二十四時間、欲を発散することだけを考えている姉と違い、ベルはまだその域に達することができていないのだ。
窓の外に広がる森を見つめ、ベルは改めて決意する。
(私はここで、暴食を極めてみせる!)
姉のことは好いていないが、魔族としては尊敬している。
彼女は彼女で、ベルはベルで、それぞれの道を究められたら良いと思う。
(それには、お姉様と距離を置かなくては)
なんだかんだお人好しのベルは、頼られると頑張ってしまうきらいがあった。
自分のことより他者を優先してしまうことは、魔族的には悪徳である。
食欲より姉の恋人を助けることを選ぶベルは、落ちこぼれなのだ。
(誰もいないここなら、集中できると思ったのに……)
よりにもよって、勇者を拾ってしまうとは。
ついていない。
(……何にしても、目の前にいる勇者様をなんとかしなくちゃいけないわ)
なにせベルは、彼を食べてしまった罪で森へ追放された身。
勇者が無事だと魔王に知られた時点で、追放が撤回されてしまうのである。
ゴミ溜めの森行きを渋りに渋っていた宰相のことを考えると、頭が痛くなってくる。
彼は間違いなく、ベルを引きずってでも魔王城へ連れ帰ろうとするだろう。「姫としての自覚をお持ちなさい!」とかなんとか言いながら、ベルを持ち帰るシーンが目に浮かぶようだ。
さて、どうしたものか。
頭を悩ませていると、勇者が控えめに「あの」と声をかけてきた。
唇に軽く握った拳を当てた体勢で考え込んでいたベルは、彼の声にゆっくりと顔を上げる。
「なんでしょう?」
「助けてくださって、ありがとうございました。
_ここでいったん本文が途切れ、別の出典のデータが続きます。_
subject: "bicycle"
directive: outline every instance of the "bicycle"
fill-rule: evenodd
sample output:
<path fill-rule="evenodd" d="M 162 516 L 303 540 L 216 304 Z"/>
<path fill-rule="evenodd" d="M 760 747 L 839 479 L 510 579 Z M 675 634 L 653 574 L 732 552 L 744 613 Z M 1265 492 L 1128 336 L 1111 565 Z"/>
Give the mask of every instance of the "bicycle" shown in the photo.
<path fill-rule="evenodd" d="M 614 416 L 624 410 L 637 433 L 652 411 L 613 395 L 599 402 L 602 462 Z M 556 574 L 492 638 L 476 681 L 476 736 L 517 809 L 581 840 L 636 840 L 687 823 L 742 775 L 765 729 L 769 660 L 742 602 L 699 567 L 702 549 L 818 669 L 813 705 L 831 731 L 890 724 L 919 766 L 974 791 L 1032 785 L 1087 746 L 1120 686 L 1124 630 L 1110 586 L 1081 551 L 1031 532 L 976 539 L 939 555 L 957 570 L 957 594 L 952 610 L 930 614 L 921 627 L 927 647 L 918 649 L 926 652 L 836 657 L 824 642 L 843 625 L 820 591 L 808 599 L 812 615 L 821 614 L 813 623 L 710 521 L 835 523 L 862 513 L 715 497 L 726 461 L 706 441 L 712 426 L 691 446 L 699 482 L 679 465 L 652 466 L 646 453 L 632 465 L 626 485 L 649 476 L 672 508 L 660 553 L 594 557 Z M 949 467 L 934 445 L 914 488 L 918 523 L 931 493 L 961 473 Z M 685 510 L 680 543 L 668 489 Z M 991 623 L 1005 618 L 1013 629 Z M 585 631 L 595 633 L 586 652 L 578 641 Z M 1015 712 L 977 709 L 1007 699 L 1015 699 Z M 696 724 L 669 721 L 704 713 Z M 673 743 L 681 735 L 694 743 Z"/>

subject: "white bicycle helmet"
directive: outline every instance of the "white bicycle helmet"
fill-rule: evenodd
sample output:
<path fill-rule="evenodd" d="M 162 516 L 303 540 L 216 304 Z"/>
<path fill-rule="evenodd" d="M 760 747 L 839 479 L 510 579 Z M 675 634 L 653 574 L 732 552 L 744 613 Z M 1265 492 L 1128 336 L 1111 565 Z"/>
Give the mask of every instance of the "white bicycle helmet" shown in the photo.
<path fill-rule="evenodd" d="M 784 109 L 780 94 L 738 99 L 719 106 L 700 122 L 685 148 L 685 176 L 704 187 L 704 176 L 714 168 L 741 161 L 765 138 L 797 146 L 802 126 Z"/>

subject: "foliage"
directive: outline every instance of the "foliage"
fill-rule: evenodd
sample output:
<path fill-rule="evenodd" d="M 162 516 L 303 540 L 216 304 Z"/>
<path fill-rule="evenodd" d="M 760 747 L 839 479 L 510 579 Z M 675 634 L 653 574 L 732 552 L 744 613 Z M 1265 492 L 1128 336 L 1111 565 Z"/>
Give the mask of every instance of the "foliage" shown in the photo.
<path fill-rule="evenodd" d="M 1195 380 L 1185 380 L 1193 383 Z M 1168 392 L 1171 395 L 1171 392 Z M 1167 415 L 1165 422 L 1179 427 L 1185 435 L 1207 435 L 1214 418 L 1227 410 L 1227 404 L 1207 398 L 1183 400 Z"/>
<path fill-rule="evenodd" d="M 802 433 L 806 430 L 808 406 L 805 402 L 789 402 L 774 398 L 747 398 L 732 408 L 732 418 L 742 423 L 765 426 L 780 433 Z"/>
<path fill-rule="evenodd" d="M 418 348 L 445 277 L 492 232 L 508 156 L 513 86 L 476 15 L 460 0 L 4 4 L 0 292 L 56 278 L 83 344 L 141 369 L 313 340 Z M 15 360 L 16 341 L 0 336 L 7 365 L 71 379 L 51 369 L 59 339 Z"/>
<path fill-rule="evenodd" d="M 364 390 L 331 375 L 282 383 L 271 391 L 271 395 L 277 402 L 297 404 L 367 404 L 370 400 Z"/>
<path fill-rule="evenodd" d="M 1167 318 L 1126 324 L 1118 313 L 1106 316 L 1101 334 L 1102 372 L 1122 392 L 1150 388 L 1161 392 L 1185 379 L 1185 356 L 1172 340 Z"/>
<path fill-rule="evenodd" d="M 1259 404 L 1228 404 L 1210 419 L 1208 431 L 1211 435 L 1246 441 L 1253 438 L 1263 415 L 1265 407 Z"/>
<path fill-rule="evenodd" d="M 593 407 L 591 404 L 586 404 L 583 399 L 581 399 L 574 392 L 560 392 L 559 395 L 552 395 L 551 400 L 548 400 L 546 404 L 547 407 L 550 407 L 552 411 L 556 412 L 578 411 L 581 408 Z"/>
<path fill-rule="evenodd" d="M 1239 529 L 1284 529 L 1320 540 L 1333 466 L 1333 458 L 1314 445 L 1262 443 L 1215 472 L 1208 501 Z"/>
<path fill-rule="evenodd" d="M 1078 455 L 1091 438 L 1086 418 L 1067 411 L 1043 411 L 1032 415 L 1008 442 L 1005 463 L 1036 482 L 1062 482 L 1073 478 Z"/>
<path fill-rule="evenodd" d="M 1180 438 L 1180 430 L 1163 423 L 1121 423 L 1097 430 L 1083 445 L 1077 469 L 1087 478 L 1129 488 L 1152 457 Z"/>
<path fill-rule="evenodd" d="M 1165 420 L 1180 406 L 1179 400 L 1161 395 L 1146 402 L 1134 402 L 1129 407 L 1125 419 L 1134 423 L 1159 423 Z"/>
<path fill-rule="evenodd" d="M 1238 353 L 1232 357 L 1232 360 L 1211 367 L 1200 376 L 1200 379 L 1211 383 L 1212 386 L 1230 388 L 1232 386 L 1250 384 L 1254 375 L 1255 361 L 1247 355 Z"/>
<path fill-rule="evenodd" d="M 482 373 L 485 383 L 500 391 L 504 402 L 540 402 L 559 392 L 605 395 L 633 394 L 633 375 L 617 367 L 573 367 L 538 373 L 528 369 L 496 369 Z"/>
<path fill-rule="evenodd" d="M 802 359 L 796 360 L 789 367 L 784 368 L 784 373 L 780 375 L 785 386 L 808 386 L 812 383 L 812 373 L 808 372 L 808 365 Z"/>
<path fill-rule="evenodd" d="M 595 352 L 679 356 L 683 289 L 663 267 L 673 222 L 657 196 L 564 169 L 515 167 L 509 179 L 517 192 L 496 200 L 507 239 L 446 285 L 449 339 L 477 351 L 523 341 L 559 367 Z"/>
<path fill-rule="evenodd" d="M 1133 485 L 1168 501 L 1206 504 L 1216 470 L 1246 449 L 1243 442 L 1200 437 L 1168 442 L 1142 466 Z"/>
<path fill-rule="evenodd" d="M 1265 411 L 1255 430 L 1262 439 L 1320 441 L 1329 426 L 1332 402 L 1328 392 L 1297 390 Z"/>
僕の名は、ケイト・ベールヴァルド。かわいらしい恩人様、どうか僕にその名を教えていただけませんか?」
「私の名前は……って、はい?」
どうやら勇者──ケイトは、姉の力である魅了の影響から抜けきれていないようだ。
(かわいらしい恩人様、だなんて)
ゾワッとして体が震えそうだ。
腕を見ると、見事に鳥肌が立っていた。
どうかしていると、ベルはかわいそうなものを見る目でケイトを見る。
「お世辞はいらないわ」
「お世辞なんて言っていない」
「お姉様を見た後に私を見た人はみんな言うわ。同じ親から生まれたのに、どうしてこうも違うのか。残念すぎるって」
みんなそうだった。例外はない。
だから、その程度のことで、ベルは傷ついたりしない。
ベルは暴食の姫で、姉は色欲の姫。
そもそも必要とする武器が違うのだから、傷つく方がおかしいのだ。
いつも通りに傷ついていない顔をしながら、ベルは笑う。
何を当たり前のことを、と鼻で笑えているはずだ。
もうずっと、数えきれないくらいにそうしてきた。板につくほどに。
そんな彼女に対し、ケイトは怒ったようだった。
あからさまにムッとした顔をして、色違いの両目で責めるようににらんでくる。
「あなたの言うみんななんて、僕は知らない。僕は、あなたのことをかわいいと思う」
「え、うあ……えーっと?」
「悪いか?」
「いや……」
不機嫌そうな声だった。
それでも、彼の声はベルの耳に心地よく届く。
少しくらいは信じてあげてもいいかな。そう、思えるくらいに。
いつもと違う反応に、浮き足立っている自分がいる。
ちょっとだけ。ほんのちょっとだけ、だけれど。
フワフワとしたこそばゆい感情を持て余したベルは、バツが悪そうにケイトから顔を背けた。